Flint, Michigan Schools in Crisis Due to Lead Contamination!

The Flint River.

Dear Commons Community,

Five years after Michigan switched Flint’s water supply to the contaminated Flint River from Lake Huron, the city’s lead crisis has migrated from its homes to its schools, where neurological and behavioral problems — real or feared — among students are threatening to overwhelm the education system.  As reported by The New York Times:

“The contamination of this long-struggling city’s water exposed nearly 30,000 schoolchildren to a neurotoxin known to have detrimental effects on children’s developing brains and nervous systems. Requests for special education or behavioral interventions began rising four years ago, when the water contamination became public, bolstering a class-action lawsuit that demanded more resources for Flint’s children.

That lawsuit forced the state to establish the $3 million Neurodevelopmental Center of Excellence, which began screening students. The screenings then confirmed a range of disabilities, which have prompted still more requests for intervention.

The percentage of the city’s students who qualify for special education services has nearly doubled, to 28 percent, from 15 percent the year the lead crisis began, and the city’s screening center has received more than 1,300 referrals since December 2018. The results: About 70 percent of the students evaluated have required school accommodations for issues like attention deficit hyperactivity disorder, also known as A.D.H.D.; dyslexia; or mild intellectual impairment, said Katherine Burrell, the associate director of the center.

Medical experts say there is no way to prove that the lead has caused new disabilities. Pediatricians here caution against overdiagnosing children as irreparably brain damaged, if only to avoid stigmatizing an entire city. The State Department of Education, in battling the class-action lawsuit filed by the American Civil Liberties Union of Michigan and the New Jersey-based Education Law Center, enlisted an expert who testified that the real public health crisis was not the lead-contaminated water but the paranoia of parents, students and teachers exposed to it.

But Dr. Burrell said that proving the cause of the students’ problems was not the point. Many of the problems uncovered by the lead testing could certainly have existed before.

And school officials said the problems would almost certainly get worse because there was no safe level of lead exposure.
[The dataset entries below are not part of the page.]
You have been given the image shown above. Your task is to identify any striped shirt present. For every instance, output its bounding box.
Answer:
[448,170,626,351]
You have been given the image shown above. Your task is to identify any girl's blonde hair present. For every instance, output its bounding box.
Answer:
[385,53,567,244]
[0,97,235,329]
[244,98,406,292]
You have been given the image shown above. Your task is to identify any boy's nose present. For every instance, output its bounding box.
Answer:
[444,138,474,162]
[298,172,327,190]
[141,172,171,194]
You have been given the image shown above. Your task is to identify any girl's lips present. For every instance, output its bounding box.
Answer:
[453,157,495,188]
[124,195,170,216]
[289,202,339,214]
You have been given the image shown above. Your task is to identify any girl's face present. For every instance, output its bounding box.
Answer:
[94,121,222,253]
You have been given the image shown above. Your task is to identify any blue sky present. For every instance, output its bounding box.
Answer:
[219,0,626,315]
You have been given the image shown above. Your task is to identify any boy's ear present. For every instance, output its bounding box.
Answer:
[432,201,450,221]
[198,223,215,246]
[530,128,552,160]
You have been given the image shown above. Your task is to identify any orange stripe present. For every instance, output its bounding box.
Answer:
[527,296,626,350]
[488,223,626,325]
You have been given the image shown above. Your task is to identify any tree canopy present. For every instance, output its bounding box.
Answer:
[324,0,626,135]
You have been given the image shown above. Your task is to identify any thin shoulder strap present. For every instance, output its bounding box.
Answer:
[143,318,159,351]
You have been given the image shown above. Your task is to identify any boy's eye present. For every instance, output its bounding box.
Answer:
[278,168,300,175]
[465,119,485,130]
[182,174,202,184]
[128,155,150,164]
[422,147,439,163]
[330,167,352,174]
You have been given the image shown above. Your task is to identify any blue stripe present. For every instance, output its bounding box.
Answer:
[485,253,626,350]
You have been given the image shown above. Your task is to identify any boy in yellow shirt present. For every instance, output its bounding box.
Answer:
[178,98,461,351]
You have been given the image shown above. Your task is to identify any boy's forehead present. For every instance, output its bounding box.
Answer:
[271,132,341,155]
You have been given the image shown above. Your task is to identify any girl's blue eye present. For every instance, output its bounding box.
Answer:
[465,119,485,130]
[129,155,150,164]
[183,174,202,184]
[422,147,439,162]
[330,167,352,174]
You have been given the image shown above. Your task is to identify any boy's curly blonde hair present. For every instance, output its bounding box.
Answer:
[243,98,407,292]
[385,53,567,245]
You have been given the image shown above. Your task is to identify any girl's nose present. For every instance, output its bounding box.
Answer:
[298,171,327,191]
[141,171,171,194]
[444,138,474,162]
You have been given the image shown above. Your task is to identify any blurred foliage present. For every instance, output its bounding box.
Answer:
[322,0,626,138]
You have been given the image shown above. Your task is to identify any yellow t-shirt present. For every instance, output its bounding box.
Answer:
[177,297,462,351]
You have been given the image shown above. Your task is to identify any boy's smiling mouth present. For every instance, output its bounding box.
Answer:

“What the research says is that as they get older, and the cognitive demands get harder, we will start to see the demands get higher, and the resources aren’t going to be there,” said Lisa A. Hagel, the superintendent of the Genesee Intermediate School District, the county that includes Flint.

Long before Flint’s water system was contaminated, its schools exemplified the struggles of urban districts — as its tax base shrank, its student population drifted to charter schools and its core public schools were left with a small but troubled and impoverished student body.

In the 1960s, the city enrolled nearly 50,000 students in more than 50 buildings. Today, it educates 4,500 students on 11 campuses. A 2017 report found that 55 percent of Flint’s students attended charter schools — the second-highest charter enrollment in the country.

When the lead crisis began unfolding in 2014, the tiny school district had a $21 million budget deficit that required it to cut more than 200 staff members, including special education teachers. It was transferring millions of dollars from its operating budget to pay for special education, and in violation of federal law, it was segregating special education students from their peers for most of the school day. Flint’s teachers were and are among the lowest paid in Genesee County, though a new contract has pushed starting salaries to $35,339 a year, from $32,000 in 2014.

In the 2013-2014 school year, 15.5 percent of the district’s special education students dropped out of high school, compared with 8.63 percent statewide. In 2014-2015, 13 percent of special education students in the school system were suspended or expelled for more than 10 days — more than five times the statewide rate.

Then came the lead crisis. The class-action lawsuit, filed in 2016, accused the city, the county and the Michigan Department of Education of ignoring dismal outcomes that have worsened after Flint’s children were exposed to lead.

“We have a school district where all that’s left are damaged kids who are being exposed to other damaged kids, and it’s causing more damage,” said Stephanie Pascal, who has taught in Flint for 23 years.”

This is a travesty for the schools and its students.